Hope Keeps History Moving

View of dark alley with people in the distance

We’re immersed in Advent as we enter the mid-point of the season and the light of our hope slowly grows brighter. Some words from Moltmann this morning from Theology of Hope p.164-165:

God is not somewhere in the Beyond, but he is coming and as the coming One he is present. He promises a new world of all-embracing life, of righteousness and truth, and with this promise he constantly calls this world into question- not because to the eye of hope it is as nothing, but because to the eye of hope it is not yet what it has the prospect of being. When the world and the human nature bound up with it are called in question in this way, then they become ‘historic’, for they are staked upon, and submitted to the crisis of, the promised future. Where the new begins, the old becomes manifest.

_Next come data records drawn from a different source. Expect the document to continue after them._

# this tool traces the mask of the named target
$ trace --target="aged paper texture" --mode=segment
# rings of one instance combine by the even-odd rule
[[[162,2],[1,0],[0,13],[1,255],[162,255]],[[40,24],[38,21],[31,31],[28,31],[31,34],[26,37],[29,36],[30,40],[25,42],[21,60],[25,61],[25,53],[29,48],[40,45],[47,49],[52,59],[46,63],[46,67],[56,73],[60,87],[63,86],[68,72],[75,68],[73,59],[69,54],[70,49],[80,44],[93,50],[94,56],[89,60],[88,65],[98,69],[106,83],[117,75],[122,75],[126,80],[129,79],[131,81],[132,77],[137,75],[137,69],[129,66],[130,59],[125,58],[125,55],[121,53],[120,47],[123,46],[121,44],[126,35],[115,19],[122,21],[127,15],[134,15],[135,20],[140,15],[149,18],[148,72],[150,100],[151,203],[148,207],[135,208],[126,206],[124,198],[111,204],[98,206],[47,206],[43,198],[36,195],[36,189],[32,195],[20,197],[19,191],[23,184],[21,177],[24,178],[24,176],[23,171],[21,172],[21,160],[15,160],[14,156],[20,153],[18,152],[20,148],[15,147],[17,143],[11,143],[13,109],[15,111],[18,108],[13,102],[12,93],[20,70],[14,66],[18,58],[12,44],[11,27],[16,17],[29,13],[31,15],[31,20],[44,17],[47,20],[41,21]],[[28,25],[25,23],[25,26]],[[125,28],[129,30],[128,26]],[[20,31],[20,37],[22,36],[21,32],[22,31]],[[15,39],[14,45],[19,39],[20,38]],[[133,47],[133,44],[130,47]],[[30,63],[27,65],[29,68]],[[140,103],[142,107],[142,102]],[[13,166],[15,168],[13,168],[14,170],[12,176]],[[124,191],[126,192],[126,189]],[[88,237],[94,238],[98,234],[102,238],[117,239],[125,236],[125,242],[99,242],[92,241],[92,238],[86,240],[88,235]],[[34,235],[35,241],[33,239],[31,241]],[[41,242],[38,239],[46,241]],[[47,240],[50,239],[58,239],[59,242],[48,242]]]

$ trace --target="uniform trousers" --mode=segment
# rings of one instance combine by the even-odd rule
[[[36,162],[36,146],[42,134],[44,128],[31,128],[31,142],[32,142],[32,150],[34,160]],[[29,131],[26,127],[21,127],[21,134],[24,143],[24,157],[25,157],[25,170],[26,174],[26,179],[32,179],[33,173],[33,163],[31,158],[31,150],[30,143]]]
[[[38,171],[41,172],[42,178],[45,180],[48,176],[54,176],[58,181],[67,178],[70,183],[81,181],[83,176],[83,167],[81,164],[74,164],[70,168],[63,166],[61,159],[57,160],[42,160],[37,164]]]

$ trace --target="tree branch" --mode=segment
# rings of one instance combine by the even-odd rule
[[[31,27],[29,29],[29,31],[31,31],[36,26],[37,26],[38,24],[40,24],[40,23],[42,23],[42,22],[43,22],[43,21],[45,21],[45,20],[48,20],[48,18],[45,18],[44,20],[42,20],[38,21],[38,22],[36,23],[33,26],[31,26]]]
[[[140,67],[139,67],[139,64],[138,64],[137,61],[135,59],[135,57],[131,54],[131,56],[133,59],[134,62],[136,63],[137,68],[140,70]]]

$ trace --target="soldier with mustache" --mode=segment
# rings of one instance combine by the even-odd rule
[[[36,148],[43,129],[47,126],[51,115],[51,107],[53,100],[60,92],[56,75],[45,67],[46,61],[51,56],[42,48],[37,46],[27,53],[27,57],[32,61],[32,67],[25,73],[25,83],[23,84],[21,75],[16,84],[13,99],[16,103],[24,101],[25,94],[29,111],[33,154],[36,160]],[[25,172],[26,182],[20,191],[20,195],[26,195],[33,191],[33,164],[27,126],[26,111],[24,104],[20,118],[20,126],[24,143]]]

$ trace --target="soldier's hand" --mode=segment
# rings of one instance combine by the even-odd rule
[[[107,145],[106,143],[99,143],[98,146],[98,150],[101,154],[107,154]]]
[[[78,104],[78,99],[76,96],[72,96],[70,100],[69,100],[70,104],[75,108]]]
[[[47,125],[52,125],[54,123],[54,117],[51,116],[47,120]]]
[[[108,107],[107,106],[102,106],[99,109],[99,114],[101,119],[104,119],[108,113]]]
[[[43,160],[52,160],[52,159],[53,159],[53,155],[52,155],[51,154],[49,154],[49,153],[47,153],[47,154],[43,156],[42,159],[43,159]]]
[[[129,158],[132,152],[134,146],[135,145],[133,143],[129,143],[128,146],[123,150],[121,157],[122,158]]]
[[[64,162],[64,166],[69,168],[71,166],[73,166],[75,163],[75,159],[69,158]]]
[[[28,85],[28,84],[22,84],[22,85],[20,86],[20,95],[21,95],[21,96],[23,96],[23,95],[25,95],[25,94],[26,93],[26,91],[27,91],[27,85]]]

Where the new is promised, the old becomes transient and surpassable. Where the new is hoped for and expected, the old can be left behind. Thus ‘history’ arises in the light of its end, in the things which happen because of, and become perceptible through, the promise that lights up the way ahead. Eschatology does not disappear in the quicksands of history, but it keeps history moving by its criticism and hope; it is itself something like a sort of quicksand of history from afar.

 

Such beautiful imagery in here- the picture of the world being “staked upon” the coming promised future of God,  the perception of movement in the form of quicksand, and the most lovely Advent image of  the “promise that lights up the way ahead.” I’ll not comment further and just let the picture stand.